AI Atlas
Beginner· ~2 min read#time-series#trend#seasonality

Time Series

Ordered observations over time

A sequence of observations indexed by time — daily sales, hourly temperature, millisecond heartbeats. The order matters and demands special analysis.

TIME SERIESyttrendA sum of trend, seasonality, and noise.
Definition

A time series is a sequence of observations recorded at (usually) regular time intervals. Unlike plain tabular data, order is meaningful: the value at time t is likely related to t-1. That structure brings both richness (seasonality, trend, autocorrelation) and constraints (no random splits).

Standard components: trend (long-term direction), seasonality (recurring weekly/monthly/yearly pattern), cyclical (multi-year business cycles), noise (random fluctuation). Decomposing the series into these is the starting point of analysis.

Time series can be stationary or non-stationary. Stationary preserves its statistics over time; non-stationary has trend or changing variance. Classical statistical models (ARIMA) require stationarity, often achieved via differencing, log transforms, or seasonal removal.

Modern ML approaches (gradient boosting, deep learning) don't require stationarity. You build a tabular dataset enriched with lag features, calendar features, exogenous variables, and treat it like a regression problem.

Analogy

A heartbeat trace. A single value tells you little; the rhythm over the previous minutes, the wave shape, any irregularity — those tell a doctor a lot. Order carries information. Shuffle the data and information is destroyed. Time-series analysis works the same way.

Real-world example

A shop's three years of daily orders are a time series. Visible patterns:

1. Trend: ~18% annual growth. 2. Yearly seasonality: December peak (holidays), Jan/Feb trough. 3. Weekly seasonality: Mon/Tue slightly down, Wed/Thu normal, Fri-Sun peaks. 4. Event effects: Black Friday, religious holidays, Valentine's Day spikes.

Decompose, then model each component: trend with linear/ exponential, seasonality with Fourier or dummies, holidays with indicator variables. Prophet does this automatically; a LightGBM model gets these via lag + calendar + holiday features you build by hand.

Code examples
Exploration and decompositionPython
import pandas as pd
from statsmodels.tsa.seasonal import seasonal_decompose
from statsmodels.tsa.stattools import adfuller
import matplotlib.pyplot as plt

df = pd.read_csv("orders.csv", parse_dates=["date"], index_col="date")
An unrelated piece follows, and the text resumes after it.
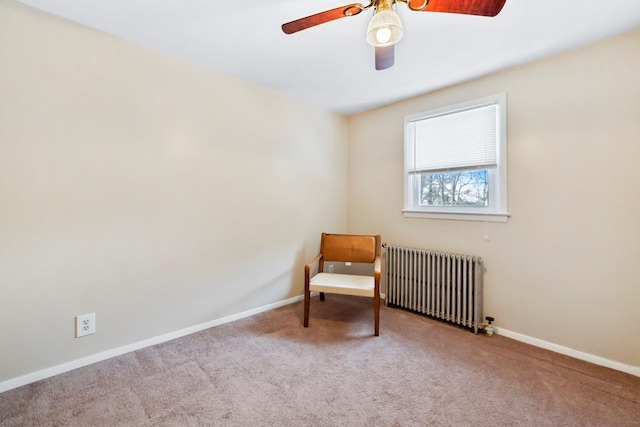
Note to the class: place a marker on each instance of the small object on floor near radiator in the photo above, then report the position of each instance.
(488, 329)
df["orders"].plot(figsize=(12, 4), title="Daily orders")
plt.savefig("series.png")

result = seasonal_decompose(df["orders"], model="additive", period=7)
result.plot()
plt.savefig("decomposition.png")

# Stationarity test (ADF)
stat, pvalue, *_ = adfuller(df["orders"].dropna())
print(f"ADF p-value: {pvalue:.4f}")
# p < 0.05 → stationary
# p > 0.05 → non-stationary; differencing may help

df["rolling_mean"] = df["orders"].rolling(30).mean()
df["rolling_std"] = df["orders"].rolling(30).std()
Lag and calendar featuresPython
import pandas as pd

df = pd.read_csv("orders.csv", parse_dates=["date"]).sort_values("date")

for lag in [1, 7, 14, 30]:
    df[f"lag_{lag}"] = df["orders"].shift(lag)

df["dow"] = df["date"].dt.dayofweek
df["month"] = df["date"].dt.month
df["is_weekend"] = df["dow"].isin([5, 6]).astype(int)
df["day_of_year"] = df["date"].dt.dayofyear

df["ma_7"] = df["orders"].rolling(7).mean()
df["ma_30"] = df["orders"].rolling(30).mean()
When to use
  • Timestamped, order-meaningful data
  • Demand, finance, sensor telemetry
  • Anomaly detection — deviations from expectation
  • Forecasting backbone
When not to use
  • Tabular data with no temporal dimension
  • Very short series — too little structure
  • Highly irregular timestamps — resample first
Common pitfalls

Random splitting

Random train/test puts the future in training and the past in validation. Inflated scores, broken production. Always chronological splits.

Missing dates

Daily data should have a row per day. Missing days break lag features. Resample('D') and fill gaps explicitly.

One model fits all

1000 SKUs each with their own series — one model vs 1000 models is rarely optimal. Look at hierarchical / global modeling. Each has tradeoffs.